Edição 129 - 20/12/2005

O SINAL trabalhando na Previdência Complementar do funcionalismo

Dirigentes do SINAL estiveram, de 14 a 16 de dezembro, participando de dois eventos de treinamento e informações sobre Fundos de Pensão, desenvolvidos pela ABRAPP. Faz parte de um convênio da Revista Por SINAL com a Associação.

Os dois cursos foram ministrados por NEWTON CONDE, diretor da Conde Consultoria Atuarial, e por APARECIDA PAGLIARINI, advogada atuante na área de previdência complementar e sócia do Escritório Pagliarini e Moraes Advogados Associados.

Os dois profissionais participam de pleitos e regulamentações do segmento, prestando serviços à APRAPP há mais de 15 anos.

Os eventos propiciaram convívio com o pessoal especializado do setor, o que enriquece a fundamentação para o debate da matéria entre nós.

14.12 – Auditório ABRAPP – SP – O Imposto de Renda na previdência complementar (uma abordagem prática)

Nesse primeiro seminário, ficou claro que a nova forma de tributação dos benefícios concedidos por fundos de pensão levou a taxas bem elevadas. A atual regulamentação acabou fazendo com que se utilizem, para a contribuição da aposentadoria complementar, regras semelhantes àquelas utilizadas para o mercado financeiro.

Permanecerão em vigor as tabelas progressivas e regressivas. A melhor utilização de cada uma – com a conseqüente redução de custos – dependerá do tipo de plano e de objetivo a ser programado pelo tomador do Plano.

Uma das críticas feitas: a tributação só é menos agressiva a partir dos 30 anos de contribuição. Como a maioria dos beneficiários acaba por não poder atender aos prazos longos, há prejuízo financeiro, na hora da concessão.

A grande lição do curso: se queremos trabalhar na implantação de um plano de previdência complementar específico para os servidores do BC, temos que lidar com muitas variáveis. O estudo é complexo, e será necessária a contratação de consultoria especializada em tributação, especialidade que não encontramos nem na CENTRUS, atualmente.

Dias 15 e 16 – Rio de Janeiro Plano de Contribuição Definida (CD) – Principais Riscos Atuariais e Jurídicos.

Aqui, tivemos uma abordagem bem clara do que será a nova previdência para os futuros servidores públicos, e dos problemas que eles terão.

A Emenda Constitucional 41 definiu que essa nova previdência, quando implementada, o será através do plano CD. Até então, não existiam definições claras dos limites de benefícios em planos de BD (benefício definido) e nos de CD(contribuição definida). Tínhamos a esperança de que poderíamos ter um plano CD misto que se aproximasse do Plano BD, semelhante àquele que nossos celetistas têm hoje.

A esperança acabou com uma penada do Conselho Gestor da Previdência Complementar, do qual faz parte o Secretário da SPC, Adacir Reis. Saiu a sua Resolução 16, publicada no D.OU do dia 07.12.05.

Através daquele instrumento, definiu-se claramente o plano CD. Essência pura de um saco de maldades, a Resolução 16 repassa aos servidores (ou seus beneficiários), todo o risco existente na sua aposentadoria.

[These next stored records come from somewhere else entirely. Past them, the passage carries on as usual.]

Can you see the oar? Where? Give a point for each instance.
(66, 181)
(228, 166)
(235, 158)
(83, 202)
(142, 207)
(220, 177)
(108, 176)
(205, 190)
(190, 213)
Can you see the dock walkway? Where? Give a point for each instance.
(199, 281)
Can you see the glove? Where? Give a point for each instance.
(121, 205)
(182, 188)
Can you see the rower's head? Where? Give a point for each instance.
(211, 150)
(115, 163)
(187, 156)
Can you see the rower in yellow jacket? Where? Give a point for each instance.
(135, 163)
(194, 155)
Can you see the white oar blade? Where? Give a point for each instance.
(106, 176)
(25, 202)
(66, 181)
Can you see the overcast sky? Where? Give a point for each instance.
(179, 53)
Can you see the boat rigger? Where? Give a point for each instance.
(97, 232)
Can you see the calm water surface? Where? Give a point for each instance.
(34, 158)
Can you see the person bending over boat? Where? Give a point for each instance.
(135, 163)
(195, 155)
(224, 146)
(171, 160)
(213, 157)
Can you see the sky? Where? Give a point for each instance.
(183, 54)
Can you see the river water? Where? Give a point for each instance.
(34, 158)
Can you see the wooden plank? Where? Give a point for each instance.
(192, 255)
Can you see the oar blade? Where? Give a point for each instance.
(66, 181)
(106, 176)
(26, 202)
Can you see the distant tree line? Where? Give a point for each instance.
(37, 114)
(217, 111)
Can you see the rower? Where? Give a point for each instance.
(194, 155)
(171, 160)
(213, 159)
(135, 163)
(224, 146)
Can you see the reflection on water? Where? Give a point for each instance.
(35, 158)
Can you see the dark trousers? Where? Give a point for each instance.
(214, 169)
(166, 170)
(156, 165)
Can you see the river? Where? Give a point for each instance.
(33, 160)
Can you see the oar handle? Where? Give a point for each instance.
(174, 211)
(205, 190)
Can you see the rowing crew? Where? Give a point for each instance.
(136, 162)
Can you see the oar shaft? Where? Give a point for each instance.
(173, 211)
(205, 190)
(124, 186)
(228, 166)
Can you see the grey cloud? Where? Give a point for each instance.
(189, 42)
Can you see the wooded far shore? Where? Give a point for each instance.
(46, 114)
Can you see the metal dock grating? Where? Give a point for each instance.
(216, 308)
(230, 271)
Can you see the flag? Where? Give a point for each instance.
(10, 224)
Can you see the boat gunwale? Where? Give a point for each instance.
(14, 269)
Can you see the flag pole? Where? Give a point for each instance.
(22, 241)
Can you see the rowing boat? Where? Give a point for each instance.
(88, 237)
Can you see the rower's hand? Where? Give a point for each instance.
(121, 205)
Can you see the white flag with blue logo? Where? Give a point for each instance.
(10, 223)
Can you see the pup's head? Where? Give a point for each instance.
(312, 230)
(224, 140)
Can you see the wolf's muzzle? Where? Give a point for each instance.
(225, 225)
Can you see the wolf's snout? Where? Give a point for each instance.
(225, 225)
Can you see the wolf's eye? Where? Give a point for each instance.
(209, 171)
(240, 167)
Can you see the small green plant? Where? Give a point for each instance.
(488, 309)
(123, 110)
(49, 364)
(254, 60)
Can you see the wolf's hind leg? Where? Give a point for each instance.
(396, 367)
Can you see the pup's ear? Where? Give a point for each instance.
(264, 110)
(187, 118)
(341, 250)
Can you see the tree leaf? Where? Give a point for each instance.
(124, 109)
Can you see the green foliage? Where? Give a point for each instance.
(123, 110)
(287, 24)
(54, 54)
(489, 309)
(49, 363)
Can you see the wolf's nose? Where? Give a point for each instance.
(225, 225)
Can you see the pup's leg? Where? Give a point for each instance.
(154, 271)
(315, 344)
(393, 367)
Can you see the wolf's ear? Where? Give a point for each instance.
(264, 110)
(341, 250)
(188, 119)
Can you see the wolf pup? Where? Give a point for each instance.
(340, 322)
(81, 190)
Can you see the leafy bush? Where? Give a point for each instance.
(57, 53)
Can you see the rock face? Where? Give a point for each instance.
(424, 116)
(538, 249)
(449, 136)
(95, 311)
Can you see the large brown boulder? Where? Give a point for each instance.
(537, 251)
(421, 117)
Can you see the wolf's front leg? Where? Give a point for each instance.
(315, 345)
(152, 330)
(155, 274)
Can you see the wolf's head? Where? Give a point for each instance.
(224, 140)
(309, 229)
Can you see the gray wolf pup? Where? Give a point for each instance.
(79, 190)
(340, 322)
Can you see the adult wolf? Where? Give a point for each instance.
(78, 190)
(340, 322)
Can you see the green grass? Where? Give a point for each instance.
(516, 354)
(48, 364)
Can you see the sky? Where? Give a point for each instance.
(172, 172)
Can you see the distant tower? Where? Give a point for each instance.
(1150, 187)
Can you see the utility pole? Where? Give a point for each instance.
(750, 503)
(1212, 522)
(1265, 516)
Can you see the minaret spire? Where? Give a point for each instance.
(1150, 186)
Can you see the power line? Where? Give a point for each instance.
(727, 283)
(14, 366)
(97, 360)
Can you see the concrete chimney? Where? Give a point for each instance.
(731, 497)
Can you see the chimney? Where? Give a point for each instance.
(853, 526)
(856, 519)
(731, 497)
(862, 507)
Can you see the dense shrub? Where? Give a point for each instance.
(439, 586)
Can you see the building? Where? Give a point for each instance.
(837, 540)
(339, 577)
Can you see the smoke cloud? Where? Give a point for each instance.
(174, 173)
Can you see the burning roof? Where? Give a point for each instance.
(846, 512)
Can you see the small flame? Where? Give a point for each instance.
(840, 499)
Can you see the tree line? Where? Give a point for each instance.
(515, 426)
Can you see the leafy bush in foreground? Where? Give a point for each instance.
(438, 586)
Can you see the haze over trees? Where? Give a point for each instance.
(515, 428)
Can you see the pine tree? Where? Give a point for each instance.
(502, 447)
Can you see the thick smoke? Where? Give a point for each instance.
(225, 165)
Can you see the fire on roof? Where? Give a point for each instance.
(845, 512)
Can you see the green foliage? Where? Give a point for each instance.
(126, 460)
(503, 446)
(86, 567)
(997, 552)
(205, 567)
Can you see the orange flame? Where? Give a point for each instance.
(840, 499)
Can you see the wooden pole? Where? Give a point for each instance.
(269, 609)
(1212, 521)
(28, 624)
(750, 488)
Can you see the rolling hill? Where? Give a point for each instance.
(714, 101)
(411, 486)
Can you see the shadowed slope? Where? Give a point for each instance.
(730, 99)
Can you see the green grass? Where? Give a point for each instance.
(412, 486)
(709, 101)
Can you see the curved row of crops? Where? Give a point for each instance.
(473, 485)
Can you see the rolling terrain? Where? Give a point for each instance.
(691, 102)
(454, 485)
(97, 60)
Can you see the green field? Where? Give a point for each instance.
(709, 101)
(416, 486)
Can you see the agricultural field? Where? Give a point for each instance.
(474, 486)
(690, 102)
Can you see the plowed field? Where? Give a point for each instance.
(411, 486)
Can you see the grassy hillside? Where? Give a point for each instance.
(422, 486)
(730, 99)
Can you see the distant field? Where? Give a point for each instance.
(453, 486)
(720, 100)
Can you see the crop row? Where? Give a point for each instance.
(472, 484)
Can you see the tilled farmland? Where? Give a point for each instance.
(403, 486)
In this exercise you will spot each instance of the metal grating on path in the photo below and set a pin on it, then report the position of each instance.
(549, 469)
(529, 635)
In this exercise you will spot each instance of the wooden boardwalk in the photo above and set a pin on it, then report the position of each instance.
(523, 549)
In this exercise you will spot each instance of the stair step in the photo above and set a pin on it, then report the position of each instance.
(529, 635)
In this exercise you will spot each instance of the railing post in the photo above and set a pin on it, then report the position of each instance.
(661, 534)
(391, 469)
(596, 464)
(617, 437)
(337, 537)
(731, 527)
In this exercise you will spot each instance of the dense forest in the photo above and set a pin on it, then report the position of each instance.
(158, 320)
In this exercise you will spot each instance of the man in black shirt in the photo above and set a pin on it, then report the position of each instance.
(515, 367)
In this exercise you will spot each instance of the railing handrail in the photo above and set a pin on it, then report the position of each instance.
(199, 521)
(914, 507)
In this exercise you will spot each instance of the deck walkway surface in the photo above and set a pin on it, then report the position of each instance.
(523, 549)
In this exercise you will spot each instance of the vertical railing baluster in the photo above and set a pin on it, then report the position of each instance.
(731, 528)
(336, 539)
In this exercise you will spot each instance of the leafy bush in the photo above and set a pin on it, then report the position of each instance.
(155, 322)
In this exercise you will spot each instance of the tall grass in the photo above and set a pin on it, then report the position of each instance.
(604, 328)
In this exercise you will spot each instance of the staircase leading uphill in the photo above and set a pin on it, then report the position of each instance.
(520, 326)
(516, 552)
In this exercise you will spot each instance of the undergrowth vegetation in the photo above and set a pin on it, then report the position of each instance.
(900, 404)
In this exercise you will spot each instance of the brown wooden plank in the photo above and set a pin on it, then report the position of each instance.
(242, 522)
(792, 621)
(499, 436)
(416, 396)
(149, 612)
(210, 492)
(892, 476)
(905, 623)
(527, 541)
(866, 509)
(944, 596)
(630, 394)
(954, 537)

Desde a má administração de recursos, até o fim do mutualismo, nada assegura ao tomador, no fim da vida, o valor do benefício, e mesmo seu efetivo recebimento.

O empregador contribuirá menos, o benefício será menor, o custo será maior e não haverá garantia de aportes ou de socorro, sob qualquer forma. É como fazer uma aplicação em um plano de investimentos – por 30 anos, no mínimo -, para garantir a nossa aposentadoria complementar.

A partir dessa definição, há que estudar detalhadamente as estratégias no sentido de reconquistar a Centrus. Sabemos agora que, a partir da nova regulamentação, teremos uma classe de servidores públicos totalmente desamparada em sua aposentadoria – conseqüentemente, sem horizontes.

Para o SINAL, ficou clara a necessidade de se promover um painel sobre os planos CD e BD, provavelmente dentro da discussão da AND, a ser realizada em março de 2006.